From 0e1202f542e1107f8bd2bf98e63a2f4a9d8f7a6b Mon Sep 17 00:00:00 2001
From: Nikolai Hartmann <Nikolai.Hartmann@physik.uni-muenchen.de>
Date: Fri, 10 Aug 2018 15:42:39 +0200
Subject: [PATCH] Memory improvements

* stop option for reading a maximum number of events for train/test
* inplace scaling
---
 toolkit.py | 19 +++++++++++++++----
 1 file changed, 15 insertions(+), 4 deletions(-)

diff --git a/toolkit.py b/toolkit.py
index 875cf44..19fa5ec 100755
--- a/toolkit.py
+++ b/toolkit.py
@@ -133,6 +133,10 @@ class ClassificationProject(object):
 
     :param step_bkg: step size when selecting background training events (e.g. 2 means take every second event)
 
+    :param stop_train: stop after this number of events for reading in training events
+
+    :param stop_test: stop after this number of events for reading in test events
+
     :param optimizer: name of optimizer class in keras.optimizers
 
     :param optimizer_opts: dictionary of options for the optimizer
@@ -213,6 +217,8 @@ class ClassificationProject(object):
                         scaler_type="WeightedRobustScaler",
                         step_signal=2,
                         step_bkg=2,
+                        stop_train=None,
+                        stop_test=None,
                         optimizer="SGD",
                         optimizer_opts=None,
                         use_earlystopping=True,
@@ -267,6 +273,8 @@ class ClassificationProject(object):
         self.scaler_type = scaler_type
         self.step_signal = step_signal
         self.step_bkg = step_bkg
+        self.stop_train = stop_train
+        self.stop_test = stop_test
         self.optimizer = optimizer
         self.use_earlystopping = use_earlystopping
         self.use_modelcheckpoint = use_modelcheckpoint
@@ -372,19 +380,19 @@ class ClassificationProject(object):
             self.s_train = tree2array(signal_chain,
                                       branches=self.branches+[self.weight_expr]+self.identifiers,
                                       selection=self.selection,
-                                      start=0, step=self.step_signal)

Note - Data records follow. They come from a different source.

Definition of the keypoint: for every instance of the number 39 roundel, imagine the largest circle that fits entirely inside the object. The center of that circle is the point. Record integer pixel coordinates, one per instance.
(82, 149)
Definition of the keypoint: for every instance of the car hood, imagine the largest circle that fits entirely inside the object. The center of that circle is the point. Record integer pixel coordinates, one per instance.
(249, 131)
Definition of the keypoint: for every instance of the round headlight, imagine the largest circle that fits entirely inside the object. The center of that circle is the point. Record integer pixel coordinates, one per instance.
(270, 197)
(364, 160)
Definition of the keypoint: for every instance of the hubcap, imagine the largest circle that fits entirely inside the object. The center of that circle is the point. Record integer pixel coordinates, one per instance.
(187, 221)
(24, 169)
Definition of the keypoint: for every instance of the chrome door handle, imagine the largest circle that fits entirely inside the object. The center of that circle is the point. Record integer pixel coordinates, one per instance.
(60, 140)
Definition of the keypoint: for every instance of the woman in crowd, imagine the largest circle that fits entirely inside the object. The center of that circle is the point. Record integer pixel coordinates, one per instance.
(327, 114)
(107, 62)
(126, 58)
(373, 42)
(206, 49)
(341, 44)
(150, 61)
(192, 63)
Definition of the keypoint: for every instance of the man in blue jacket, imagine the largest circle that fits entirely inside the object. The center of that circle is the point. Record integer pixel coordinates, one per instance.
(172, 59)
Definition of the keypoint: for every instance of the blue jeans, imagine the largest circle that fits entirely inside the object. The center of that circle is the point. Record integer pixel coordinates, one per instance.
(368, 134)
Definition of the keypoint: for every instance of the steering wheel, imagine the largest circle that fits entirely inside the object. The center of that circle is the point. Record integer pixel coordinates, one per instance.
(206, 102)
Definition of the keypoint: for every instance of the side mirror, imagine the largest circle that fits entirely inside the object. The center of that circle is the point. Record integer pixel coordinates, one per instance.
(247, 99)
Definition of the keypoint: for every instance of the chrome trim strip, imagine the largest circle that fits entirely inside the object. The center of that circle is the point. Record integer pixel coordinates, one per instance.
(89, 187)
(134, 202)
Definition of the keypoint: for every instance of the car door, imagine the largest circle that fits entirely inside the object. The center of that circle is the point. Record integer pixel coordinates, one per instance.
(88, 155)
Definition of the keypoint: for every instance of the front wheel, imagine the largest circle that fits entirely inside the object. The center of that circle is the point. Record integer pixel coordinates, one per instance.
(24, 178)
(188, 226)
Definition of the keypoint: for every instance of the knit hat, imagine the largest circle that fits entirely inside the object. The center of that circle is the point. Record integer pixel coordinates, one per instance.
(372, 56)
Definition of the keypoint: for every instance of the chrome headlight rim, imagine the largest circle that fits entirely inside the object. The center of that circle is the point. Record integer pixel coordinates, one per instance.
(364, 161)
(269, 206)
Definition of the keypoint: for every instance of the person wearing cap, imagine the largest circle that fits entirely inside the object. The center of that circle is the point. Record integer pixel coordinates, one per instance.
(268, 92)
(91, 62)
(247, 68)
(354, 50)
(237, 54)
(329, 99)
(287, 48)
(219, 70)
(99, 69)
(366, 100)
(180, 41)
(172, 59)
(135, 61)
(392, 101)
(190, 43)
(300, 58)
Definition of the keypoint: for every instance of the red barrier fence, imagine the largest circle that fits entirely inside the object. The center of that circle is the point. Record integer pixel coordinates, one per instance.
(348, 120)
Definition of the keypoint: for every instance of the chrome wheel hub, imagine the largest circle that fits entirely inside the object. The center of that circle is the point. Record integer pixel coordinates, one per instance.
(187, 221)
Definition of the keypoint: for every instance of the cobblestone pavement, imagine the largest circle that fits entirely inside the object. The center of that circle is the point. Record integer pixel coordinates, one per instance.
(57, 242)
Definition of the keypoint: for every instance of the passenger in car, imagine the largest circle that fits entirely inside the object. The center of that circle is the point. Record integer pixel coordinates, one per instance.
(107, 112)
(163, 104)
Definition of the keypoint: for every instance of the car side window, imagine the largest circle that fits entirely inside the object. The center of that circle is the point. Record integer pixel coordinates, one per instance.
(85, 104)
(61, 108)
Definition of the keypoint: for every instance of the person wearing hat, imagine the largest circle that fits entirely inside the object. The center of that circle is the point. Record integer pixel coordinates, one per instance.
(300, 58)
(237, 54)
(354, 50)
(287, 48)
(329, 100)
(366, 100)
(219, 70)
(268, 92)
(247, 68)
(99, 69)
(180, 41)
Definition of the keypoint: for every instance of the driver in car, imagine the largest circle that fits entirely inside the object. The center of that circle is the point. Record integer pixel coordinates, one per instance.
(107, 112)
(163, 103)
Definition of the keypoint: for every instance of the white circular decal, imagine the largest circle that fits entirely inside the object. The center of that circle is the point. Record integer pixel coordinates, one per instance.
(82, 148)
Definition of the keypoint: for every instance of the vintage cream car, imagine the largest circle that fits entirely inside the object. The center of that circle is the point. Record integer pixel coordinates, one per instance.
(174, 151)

+                                      start=0, step=self.step_signal, stop=self.stop_train)
             self.b_train = tree2array(bkg_chain,
                                       branches=self.branches+[self.weight_expr]+self.identifiers,
                                       selection=self.selection,
-                                      start=0, step=self.step_bkg)

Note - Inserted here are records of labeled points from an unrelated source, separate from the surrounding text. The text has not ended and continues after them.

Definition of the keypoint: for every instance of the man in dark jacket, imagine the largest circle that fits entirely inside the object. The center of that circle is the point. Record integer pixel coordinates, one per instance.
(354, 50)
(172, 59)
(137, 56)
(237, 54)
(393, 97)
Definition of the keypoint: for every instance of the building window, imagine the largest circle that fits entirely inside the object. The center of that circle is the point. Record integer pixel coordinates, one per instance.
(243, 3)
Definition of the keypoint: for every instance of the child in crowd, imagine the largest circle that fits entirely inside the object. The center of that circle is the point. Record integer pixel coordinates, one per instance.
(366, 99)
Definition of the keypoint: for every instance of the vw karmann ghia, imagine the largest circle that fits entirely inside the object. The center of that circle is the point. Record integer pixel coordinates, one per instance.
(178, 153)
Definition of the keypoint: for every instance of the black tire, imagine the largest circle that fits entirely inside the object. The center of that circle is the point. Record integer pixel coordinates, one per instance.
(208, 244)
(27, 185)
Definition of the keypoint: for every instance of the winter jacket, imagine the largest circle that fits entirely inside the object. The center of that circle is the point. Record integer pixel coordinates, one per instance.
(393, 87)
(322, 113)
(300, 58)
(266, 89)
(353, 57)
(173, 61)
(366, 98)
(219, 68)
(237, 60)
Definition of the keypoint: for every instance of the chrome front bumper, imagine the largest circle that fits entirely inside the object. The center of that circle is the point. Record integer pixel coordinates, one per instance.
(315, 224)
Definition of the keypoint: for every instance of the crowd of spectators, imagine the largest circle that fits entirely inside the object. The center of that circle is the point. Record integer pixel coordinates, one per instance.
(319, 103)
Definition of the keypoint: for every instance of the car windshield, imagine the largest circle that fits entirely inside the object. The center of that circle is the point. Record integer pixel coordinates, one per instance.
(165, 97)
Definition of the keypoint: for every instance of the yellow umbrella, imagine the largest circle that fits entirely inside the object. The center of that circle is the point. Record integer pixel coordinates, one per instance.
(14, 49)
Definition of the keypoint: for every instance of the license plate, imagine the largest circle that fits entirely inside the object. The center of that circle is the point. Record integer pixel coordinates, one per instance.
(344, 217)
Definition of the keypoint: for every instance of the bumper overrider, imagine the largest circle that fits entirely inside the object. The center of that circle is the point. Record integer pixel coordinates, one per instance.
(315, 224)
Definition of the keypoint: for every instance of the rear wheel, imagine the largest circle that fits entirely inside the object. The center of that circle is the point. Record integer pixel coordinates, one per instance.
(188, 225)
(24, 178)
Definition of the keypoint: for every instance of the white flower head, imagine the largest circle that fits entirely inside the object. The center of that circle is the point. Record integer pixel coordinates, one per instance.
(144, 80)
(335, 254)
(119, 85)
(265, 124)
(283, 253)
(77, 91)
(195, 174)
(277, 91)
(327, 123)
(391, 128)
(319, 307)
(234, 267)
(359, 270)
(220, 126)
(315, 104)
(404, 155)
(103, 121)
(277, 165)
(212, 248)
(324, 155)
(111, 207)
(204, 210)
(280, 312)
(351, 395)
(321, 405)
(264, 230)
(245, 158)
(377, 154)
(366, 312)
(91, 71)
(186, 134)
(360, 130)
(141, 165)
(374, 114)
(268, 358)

+                                      start=0, step=self.step_bkg, stop=self.stop_train)
             self.s_test = tree2array(signal_chain,
                                      branches=self.branches+[self.weight_expr],
                                      selection=self.selection,
-                                     start=1, step=self.step_signal)
+                                     start=1, step=self.step_signal, stop=self.stop_test)
             self.b_test = tree2array(bkg_chain,
                                      branches=self.branches+[self.weight_expr],
                                      selection=self.selection,
-                                     start=1, step=self.step_bkg)
+                                     start=1, step=self.step_bkg, stop=self.stop_test)
 
             self.rename_fields(self.s_train)
             self.rename_fields(self.b_train)
@@ -566,9 +574,12 @@ class ClassificationProject(object):
             logger.debug("training data before transformation: {}".format(self.x_train))
             logger.debug("minimum values: {}".format([np.min(self.x_train[:,i]) for i in range(self.x_train.shape[1])]))
             logger.debug("maximum values: {}".format([np.max(self.x_train[:,i]) for i in range(self.x_train.shape[1])]))
+            orig_copy_setting = self.scaler.copy
+            self.scaler.copy = False
             self.x_train = self.scaler.transform(self.x_train)
             logger.debug("training data after transformation: {}".format(self.x_train))
             self.x_test = self.scaler.transform(self.x_test)
+            self.scaler.copy = orig_copy_setting
             self.data_transformed = True
             logger.info("Training and test data transformed")
 
-- 
GitLab